Boeing sold a fifth C-17 airlifter to Australia and delivered the first of six aircraft to the UAE in recent weeks. The Australian aircraft will be diverted from remaining U.S. Air Force production, to enable an August delivery this year.
Twenty-one C-17s have now been delivered to international customers, but Boeing needs more export business to sustain an economic production rate at Long Beach, Calif., in the absence of further U.S. Air Force orders. The company has set a minimum economic rate of 10 per annum, down from 15 at the height of domestic demand.
The contract for 10 C-17s from India is expected to be finalized soon, which will increase the production backlog to 28. This includes the 12 remaining U.S. Air Force aircraft. Boeing also is expecting an order for one C-17 from Kuwait.
The high acquisition cost of the big airlifter is somewhat mitigated by the C-17 “sustainment partnership” Boeing has created for customers. According to the company, this is a performance-based logistics scheme that delivers spares, support equipment, tech orders, sustaining engineering and on-site field teams, to ensure high levels of mission readiness.

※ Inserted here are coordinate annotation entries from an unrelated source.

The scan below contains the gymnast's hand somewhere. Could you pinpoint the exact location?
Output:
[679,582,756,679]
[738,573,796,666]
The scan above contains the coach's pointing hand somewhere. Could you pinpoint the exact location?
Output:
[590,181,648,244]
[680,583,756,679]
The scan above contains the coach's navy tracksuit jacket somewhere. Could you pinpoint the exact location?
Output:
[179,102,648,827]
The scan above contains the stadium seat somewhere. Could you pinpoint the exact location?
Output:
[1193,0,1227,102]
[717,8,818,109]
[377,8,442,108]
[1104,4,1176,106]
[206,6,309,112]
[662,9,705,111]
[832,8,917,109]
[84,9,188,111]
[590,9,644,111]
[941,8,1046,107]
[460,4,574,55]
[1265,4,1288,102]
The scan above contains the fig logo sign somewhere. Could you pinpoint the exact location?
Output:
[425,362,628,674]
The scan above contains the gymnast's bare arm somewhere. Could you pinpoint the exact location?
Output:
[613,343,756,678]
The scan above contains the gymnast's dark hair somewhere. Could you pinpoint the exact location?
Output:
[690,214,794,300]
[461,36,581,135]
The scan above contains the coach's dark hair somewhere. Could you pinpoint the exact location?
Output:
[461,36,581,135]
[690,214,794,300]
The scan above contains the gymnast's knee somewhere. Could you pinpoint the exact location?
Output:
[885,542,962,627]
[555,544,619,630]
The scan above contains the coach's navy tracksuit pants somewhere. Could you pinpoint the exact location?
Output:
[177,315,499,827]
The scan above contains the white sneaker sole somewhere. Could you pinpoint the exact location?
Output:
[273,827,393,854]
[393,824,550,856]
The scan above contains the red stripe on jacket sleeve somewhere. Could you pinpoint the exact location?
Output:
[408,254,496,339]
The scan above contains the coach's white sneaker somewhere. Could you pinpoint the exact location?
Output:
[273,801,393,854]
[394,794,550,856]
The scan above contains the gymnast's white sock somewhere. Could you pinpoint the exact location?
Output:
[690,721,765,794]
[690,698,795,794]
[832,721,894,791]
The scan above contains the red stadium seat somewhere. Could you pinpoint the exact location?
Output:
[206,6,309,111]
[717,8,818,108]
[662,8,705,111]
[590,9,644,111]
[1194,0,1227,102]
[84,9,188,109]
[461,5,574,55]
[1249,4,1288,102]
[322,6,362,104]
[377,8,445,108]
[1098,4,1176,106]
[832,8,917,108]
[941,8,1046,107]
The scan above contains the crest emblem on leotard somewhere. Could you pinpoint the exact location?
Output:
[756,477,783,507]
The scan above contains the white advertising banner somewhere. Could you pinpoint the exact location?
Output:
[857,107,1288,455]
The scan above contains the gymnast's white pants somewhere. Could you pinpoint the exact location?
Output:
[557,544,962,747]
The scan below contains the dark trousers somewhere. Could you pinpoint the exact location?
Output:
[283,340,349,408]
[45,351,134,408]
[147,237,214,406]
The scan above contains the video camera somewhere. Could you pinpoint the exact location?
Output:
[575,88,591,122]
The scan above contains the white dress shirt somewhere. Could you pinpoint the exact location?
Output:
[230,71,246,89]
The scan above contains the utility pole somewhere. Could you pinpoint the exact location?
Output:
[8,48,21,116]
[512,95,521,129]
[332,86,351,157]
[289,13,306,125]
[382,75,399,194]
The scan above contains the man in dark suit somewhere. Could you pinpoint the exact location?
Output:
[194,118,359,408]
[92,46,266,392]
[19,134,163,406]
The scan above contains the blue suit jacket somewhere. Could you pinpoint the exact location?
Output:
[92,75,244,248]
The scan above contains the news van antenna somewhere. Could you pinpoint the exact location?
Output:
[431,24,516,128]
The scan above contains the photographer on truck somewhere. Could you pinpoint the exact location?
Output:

If the C-17 does go out of production, the international market for widebody strategic airlift will effectively fall to the Airbus Military A400M. The European company is counting on export orders to turn what has become an unprofitable program, thanks to development delays, into a long-term success. But its potential price advantage over the larger Boeing product has been eroded by the export levy scheme whereby it must repay a $2 billion (€1.4 billion) loan from the launch partner nations.